Ancora violenza in Camerun. La condanna delle chiese

Sempre più drammatici gli scontri di varia natura nel Paese, con un corredo di uccisioni sommarie. L'appello alla pace della Chiesa presbiteriana

In un comunicato diffuso l'11 gennaio, la Chiesa presbiteriana del Camerun ha condannato con forza e inequivocabilmente tutti coloro che perpetrano violenze nella nazione. «La violenza non vincerà mai, ma la giustizia e la pace lo faranno», si legge nel testo. 
Ecco la lettera integrale firmata dal pastore Fonki Samuel Forba, moderatore della Chiesa presbiteriana in Camerun:
 
«Una serie di spaventose uccisioni di civili da parte dei "separatisti armati" e dei militari hanno inaugurato l'anno 2021. Queste uccisioni hanno apparentemente offuscato il raggio di speranza per l'anno appena giunto.
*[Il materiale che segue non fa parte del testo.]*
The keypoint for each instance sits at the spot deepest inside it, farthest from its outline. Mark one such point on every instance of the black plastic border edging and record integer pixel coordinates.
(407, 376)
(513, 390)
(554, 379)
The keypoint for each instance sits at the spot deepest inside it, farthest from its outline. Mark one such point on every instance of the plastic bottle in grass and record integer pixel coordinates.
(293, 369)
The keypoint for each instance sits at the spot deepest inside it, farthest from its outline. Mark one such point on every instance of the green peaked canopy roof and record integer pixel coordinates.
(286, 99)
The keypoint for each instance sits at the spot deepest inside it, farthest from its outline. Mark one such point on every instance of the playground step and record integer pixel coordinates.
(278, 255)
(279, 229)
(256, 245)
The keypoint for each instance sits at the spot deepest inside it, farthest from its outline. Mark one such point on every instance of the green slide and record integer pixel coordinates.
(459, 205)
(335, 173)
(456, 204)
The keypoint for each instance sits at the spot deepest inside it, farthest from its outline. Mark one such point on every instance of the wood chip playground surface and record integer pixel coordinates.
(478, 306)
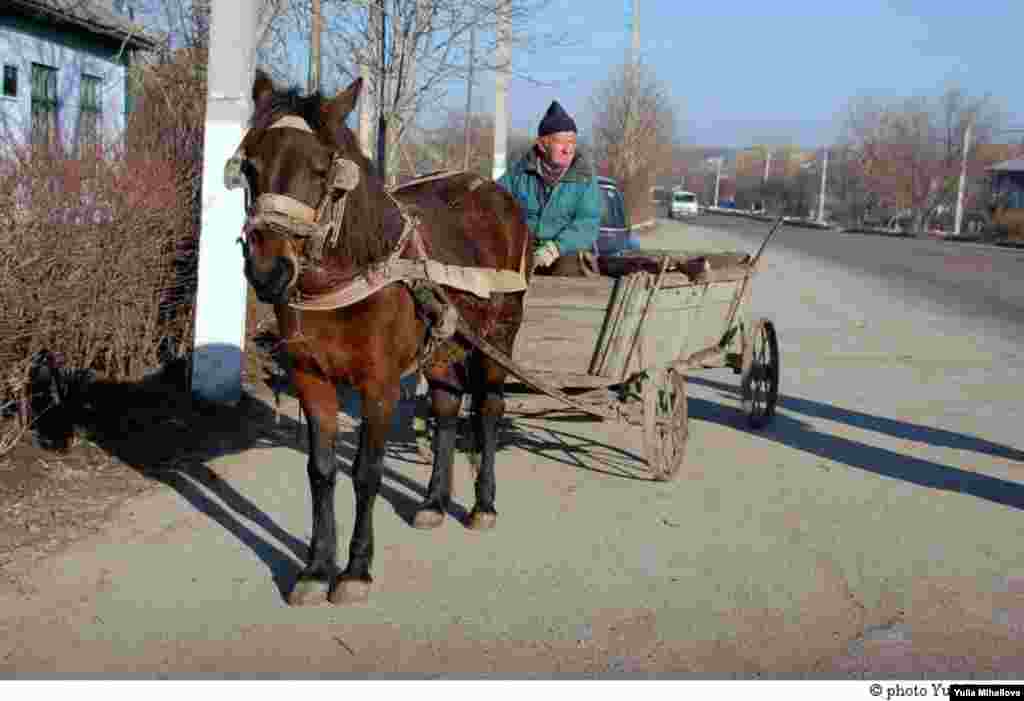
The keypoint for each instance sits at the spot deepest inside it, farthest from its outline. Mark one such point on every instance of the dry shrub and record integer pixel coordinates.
(97, 254)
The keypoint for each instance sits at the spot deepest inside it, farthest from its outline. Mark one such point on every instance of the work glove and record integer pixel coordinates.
(545, 255)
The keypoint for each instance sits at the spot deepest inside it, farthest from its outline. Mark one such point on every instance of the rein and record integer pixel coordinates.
(284, 216)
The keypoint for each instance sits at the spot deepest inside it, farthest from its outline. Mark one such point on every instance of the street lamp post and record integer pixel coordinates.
(718, 180)
(821, 198)
(961, 190)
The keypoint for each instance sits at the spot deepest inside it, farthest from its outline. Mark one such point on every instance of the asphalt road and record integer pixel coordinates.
(872, 531)
(978, 280)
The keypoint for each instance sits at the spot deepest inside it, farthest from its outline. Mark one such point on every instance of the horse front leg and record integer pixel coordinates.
(352, 585)
(320, 401)
(444, 404)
Il 2020 è stato un anno molto impegnativo per il Camerun e il mondo in generale .
Purtroppo, i suoni di pistole e bombe sono diventati la musica dell'alba del nuovo anno.  Noi leader religiosi non saremo scoraggiati dal nostro ruolo profetico di coscienza della nazione. Condanniamo con forza e inequivocabilmente tutti coloro che perpetrano violenze nella nostra nazione. La violenza non vincerà mai, ma la giustizia e la pace lo faranno.
Mercoledì 6 gennaio; abbiamo appreso con costernazione l'uccisione di cinque persone, inclusa una giornalista, da una bomba sul ciglio della strada esplosa su un convoglio di funzionari governativi scortati dai militari tra Andek e Mbengwi.
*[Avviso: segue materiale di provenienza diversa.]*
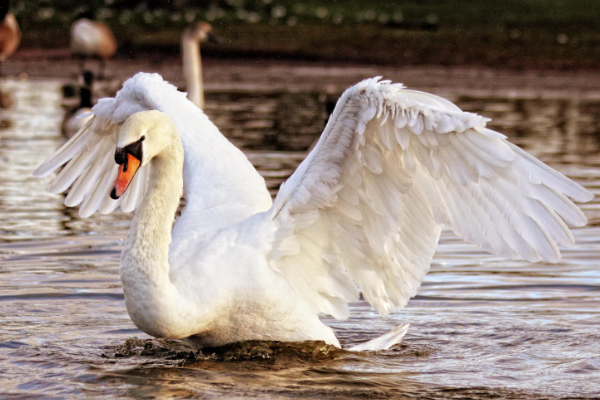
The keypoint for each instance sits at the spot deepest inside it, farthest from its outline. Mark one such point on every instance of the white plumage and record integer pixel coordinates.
(365, 209)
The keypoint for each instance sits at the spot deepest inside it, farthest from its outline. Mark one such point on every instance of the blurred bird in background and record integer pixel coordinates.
(91, 39)
(191, 39)
(76, 118)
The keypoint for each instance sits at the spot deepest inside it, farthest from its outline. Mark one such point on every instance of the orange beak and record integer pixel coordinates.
(126, 173)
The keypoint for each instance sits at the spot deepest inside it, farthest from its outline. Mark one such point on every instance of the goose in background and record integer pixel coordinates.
(10, 35)
(191, 39)
(364, 209)
(91, 39)
(77, 117)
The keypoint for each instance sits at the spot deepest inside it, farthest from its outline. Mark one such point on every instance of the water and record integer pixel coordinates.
(481, 326)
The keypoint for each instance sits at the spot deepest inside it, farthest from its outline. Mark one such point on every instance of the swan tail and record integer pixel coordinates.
(384, 341)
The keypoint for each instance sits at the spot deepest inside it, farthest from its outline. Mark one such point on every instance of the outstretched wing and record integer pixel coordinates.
(90, 168)
(392, 168)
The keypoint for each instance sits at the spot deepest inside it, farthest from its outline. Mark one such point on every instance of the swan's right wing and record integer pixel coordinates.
(392, 167)
(89, 165)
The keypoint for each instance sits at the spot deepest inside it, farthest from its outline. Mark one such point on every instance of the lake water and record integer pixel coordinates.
(481, 326)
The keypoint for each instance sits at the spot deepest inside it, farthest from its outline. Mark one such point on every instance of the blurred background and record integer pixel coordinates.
(556, 34)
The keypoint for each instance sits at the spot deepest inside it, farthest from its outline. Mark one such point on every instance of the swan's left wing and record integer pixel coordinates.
(393, 167)
(89, 159)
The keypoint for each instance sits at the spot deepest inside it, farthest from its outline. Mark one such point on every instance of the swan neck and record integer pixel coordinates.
(192, 69)
(149, 293)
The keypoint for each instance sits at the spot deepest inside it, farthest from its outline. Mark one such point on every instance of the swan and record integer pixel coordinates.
(92, 39)
(76, 118)
(10, 35)
(191, 39)
(364, 209)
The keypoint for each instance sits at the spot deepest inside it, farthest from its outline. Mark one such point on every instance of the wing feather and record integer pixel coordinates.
(392, 167)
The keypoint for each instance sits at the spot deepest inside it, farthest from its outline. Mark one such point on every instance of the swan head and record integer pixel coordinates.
(201, 32)
(143, 136)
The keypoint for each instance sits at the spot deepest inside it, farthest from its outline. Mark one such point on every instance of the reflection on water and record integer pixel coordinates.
(481, 326)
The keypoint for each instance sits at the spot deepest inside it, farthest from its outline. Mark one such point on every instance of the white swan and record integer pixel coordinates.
(191, 39)
(365, 208)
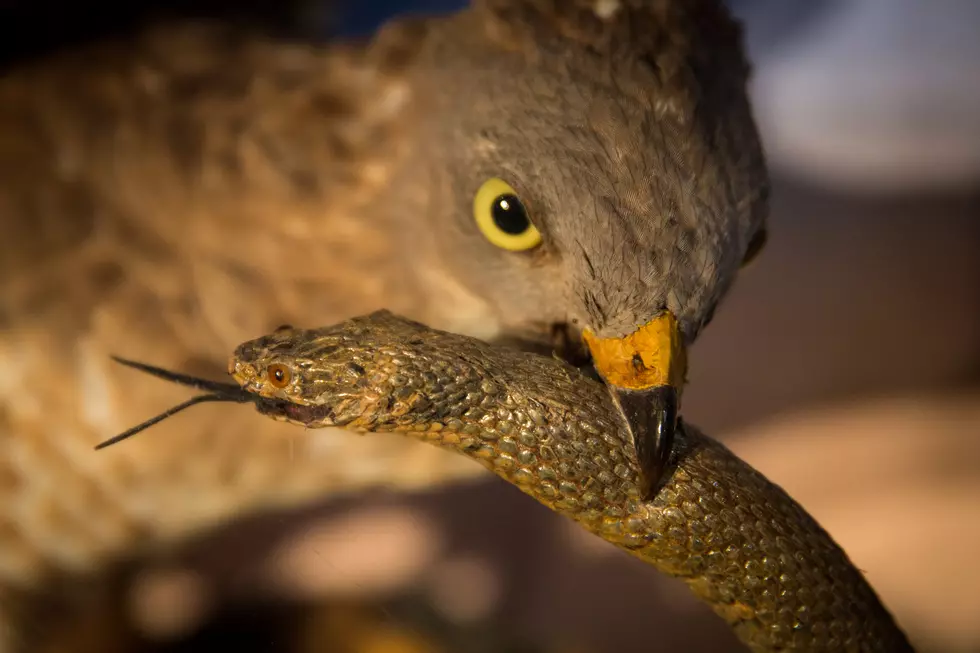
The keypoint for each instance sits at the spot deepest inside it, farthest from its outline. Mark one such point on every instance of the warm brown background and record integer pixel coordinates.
(845, 364)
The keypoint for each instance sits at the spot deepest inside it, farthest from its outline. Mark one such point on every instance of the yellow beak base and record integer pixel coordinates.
(646, 372)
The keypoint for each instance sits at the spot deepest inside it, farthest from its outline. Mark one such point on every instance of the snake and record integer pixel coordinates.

Venerdì 8 gennaio; abbiamo appreso con shock e incredulità l'attacco alla postazione dell'esercito a Matazem - Santa con un conteggio delle vittime di quattro militari e due civili.
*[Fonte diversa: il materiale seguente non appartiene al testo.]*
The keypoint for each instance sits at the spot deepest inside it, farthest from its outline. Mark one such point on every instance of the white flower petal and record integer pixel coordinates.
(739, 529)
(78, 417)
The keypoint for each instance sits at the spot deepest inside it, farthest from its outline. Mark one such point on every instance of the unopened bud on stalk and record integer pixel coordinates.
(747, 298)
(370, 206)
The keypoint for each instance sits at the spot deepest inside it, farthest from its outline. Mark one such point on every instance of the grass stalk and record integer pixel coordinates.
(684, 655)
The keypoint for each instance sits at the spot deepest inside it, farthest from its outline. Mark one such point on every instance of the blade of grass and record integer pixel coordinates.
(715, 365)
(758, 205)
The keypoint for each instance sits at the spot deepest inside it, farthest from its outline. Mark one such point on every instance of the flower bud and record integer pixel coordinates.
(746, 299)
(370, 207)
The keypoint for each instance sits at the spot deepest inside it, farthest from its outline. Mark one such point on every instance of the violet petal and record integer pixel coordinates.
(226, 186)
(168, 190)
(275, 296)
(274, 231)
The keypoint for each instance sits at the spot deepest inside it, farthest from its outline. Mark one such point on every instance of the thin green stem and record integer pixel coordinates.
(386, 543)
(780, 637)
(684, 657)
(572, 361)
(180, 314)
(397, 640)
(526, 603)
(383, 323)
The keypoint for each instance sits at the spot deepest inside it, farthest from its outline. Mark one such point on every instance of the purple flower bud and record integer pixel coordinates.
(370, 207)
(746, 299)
Sabato 9 gennaio; Uomini "non identificati" hanno ucciso il figlio di cinque anni del nostro pastore dietro la sua casa nella divisione Wum - Menchum.
Domenica 10 gennaio; si sostiene che almeno 9 civili, compreso un bambino, siano stati uccisi nella sottodivisione Mautu-Muyuka.
La prevalenza di questi atti raccapriccianti e disumani sulla popolazione indica che questo ciclo di violenza non è affatto vicino alla fine. La natura complessa degli attacchi e dei contrattacchi, l'ulteriore uso di esplosivi insinua la determinazione sia nelle forze militari che in quelle “separatiste armate” a proseguire sulla strada della guerra. Questa è una preoccupazione seria perché giustizia, dialogo e non guerra portano a una pace sostenibile.
In qualità di leader religiosi, condanniamo con la massima fermezza tutte le forme di violenza che continuano a portare indicibili dolori e torture alla popolazione del Camerun. Condanniamo tutti coloro che sprecano la vita fatta a immagine di Dio. Condanniamo tutti coloro che versano sangue sacro, ricordiamo loro che Dio riterrà ciascuno di noi responsabile per atti che contraddicono la sua volontà e saggezza. Inoltre, la storia non perdonerà i principali attori di quest'epoca di sangue e di guerra.
Ancora una volta, chiediamo al governo del Camerun di assumersi la responsabilità di porre fine a questo conflitto e di guadagnarsi il giusto posto come custode della vita e del benessere nazionale. Insistiamo sul "separatista armato" e sui loro leader per dare valore alla vita umana e fermare i tormenti e le uccisioni . Come leader religiosi, continueremo a guidare i nostri aderenti a rimanere in ginocchio a pregare e ci renderemo disponibili come mediatori nella ricerca di una pace e una giustizia durevoli».